After threatening overseas students with a potential visa cancellation for switching courses DIBP has gone into damage control and is now reassuring students that this will not happen.

The Australian reports that DIBP has backed down, following protests from students and non-SVP providers, that DIBP’s crackdown was unexpected, unfair and causing much anxiety.

“In an email to the Education Visa Consultative Committee, the department says it “will not take any further action against students” who transferred from an SVP degree course to a non-SVP degree course before the January 14 “education campaign” and who meet all other visa conditions,” says the report.

Teaching foreign students is Australia’s fourth-biggest export earner, generating $15 billion a year in income and employing about 100,000 Australians. It is serious business. Poor media coverage and concerns over uncertainties with student visas had a devastating effect on the industry in recent years which is only just now starting to recover.

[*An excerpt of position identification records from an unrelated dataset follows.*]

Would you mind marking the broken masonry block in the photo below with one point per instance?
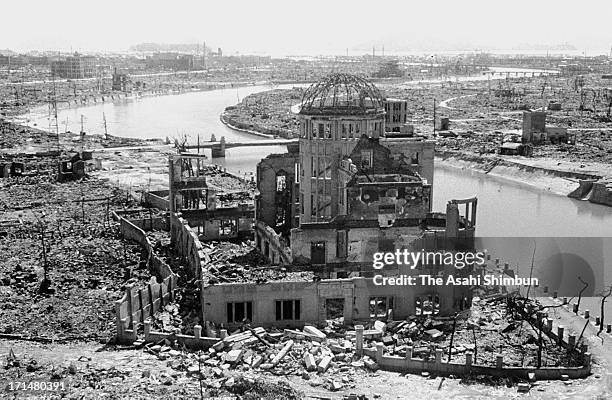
(324, 364)
(523, 387)
(233, 356)
(218, 346)
(282, 353)
(257, 360)
(311, 330)
(311, 364)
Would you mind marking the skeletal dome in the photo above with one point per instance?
(343, 94)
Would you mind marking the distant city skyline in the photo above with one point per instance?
(315, 28)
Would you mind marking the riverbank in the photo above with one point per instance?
(240, 127)
(27, 117)
(566, 179)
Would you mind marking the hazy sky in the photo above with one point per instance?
(304, 27)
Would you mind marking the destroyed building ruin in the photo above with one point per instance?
(536, 132)
(348, 192)
(196, 200)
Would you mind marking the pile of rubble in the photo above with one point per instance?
(62, 261)
(310, 353)
(241, 262)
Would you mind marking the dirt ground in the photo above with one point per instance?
(109, 372)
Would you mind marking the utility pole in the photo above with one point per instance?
(105, 128)
(434, 117)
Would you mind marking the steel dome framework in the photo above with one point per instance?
(341, 93)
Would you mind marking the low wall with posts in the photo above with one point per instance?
(187, 245)
(195, 342)
(132, 232)
(136, 306)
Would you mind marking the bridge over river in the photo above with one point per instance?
(218, 148)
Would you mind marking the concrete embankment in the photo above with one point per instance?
(253, 129)
(582, 186)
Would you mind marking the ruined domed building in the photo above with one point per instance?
(349, 190)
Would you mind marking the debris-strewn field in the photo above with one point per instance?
(480, 112)
(62, 261)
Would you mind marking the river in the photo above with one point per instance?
(505, 208)
(528, 211)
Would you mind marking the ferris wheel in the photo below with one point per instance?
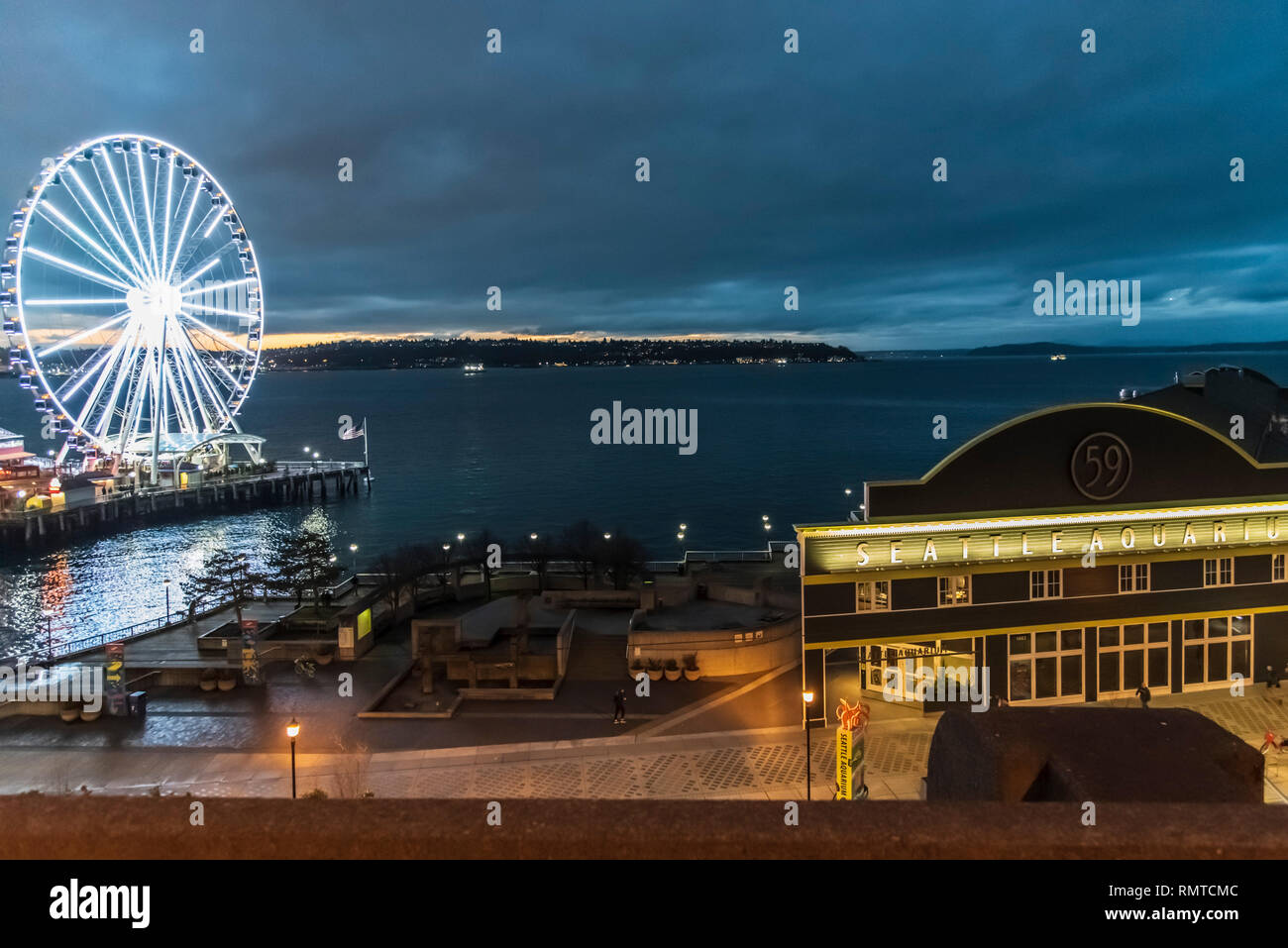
(132, 300)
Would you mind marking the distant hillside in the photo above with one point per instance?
(1051, 348)
(520, 353)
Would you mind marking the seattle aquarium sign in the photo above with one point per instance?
(902, 546)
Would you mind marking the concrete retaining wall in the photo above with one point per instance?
(720, 653)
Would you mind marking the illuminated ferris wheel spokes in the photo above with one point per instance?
(132, 299)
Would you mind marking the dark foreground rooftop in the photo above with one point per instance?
(1098, 754)
(254, 828)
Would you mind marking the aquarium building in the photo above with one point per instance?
(1074, 553)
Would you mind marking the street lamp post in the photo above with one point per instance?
(291, 730)
(807, 698)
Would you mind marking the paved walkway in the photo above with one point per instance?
(760, 766)
(645, 763)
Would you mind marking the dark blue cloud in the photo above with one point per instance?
(768, 168)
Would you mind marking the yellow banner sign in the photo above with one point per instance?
(844, 773)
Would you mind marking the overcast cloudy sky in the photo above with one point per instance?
(768, 168)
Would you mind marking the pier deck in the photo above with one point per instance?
(290, 483)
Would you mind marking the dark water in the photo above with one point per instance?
(510, 451)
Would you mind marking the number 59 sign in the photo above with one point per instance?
(1102, 466)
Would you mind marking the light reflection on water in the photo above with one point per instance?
(117, 579)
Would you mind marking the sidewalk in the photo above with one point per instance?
(760, 766)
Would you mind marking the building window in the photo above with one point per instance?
(1219, 572)
(1133, 578)
(1046, 665)
(1044, 583)
(1131, 656)
(874, 596)
(954, 590)
(1216, 649)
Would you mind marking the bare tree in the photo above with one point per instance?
(539, 550)
(581, 543)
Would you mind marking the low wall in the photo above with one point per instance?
(142, 827)
(720, 653)
(743, 595)
(591, 599)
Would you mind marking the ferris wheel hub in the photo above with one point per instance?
(155, 301)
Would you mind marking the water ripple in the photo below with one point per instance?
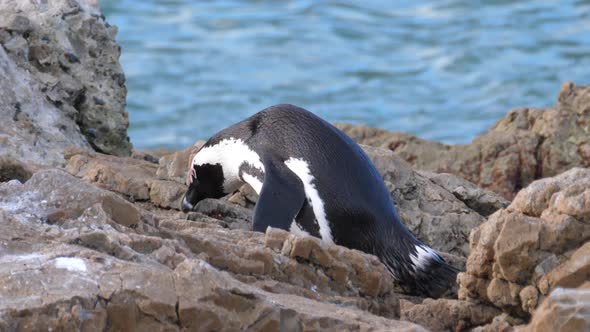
(442, 70)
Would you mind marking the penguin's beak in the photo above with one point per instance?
(186, 206)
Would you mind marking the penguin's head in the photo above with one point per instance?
(214, 170)
(204, 181)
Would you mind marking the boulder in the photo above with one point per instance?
(541, 241)
(434, 214)
(527, 144)
(126, 268)
(564, 310)
(447, 314)
(63, 84)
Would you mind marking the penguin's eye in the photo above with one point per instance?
(191, 177)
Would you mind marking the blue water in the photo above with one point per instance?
(442, 70)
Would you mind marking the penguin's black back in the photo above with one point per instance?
(358, 206)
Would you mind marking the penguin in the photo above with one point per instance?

DIBP's recent campaign which saw over 1400 students receiving emails warning them they were in breach of the visa conditions caused anguish to both students and non-SVP providers. Its forced DIBP to rethink its strategy on the matter.

“We consider that it would not be reasonable to penalise students who may have unintentionally breached the conditions of their visa prior to the launch of the campaign” DIBP told The Australian but still points out that students will as a general rule require a new visa to switch from an SVP course to a non-SVP course.

The Australian reports that Phil Honeywood, of the International Education Association of Australia, said: “Technically the department had every right to remind students of their obligations under SVP visas. However, they could have consulted much better on the wording of these (January 14) letters.

“Many students have been traumatised by being told they have to go home.

“The sooner we return to a minimum one year study requirement with the principal education provider (rather than the current setting of six months) the better for all stakeholders in international education.”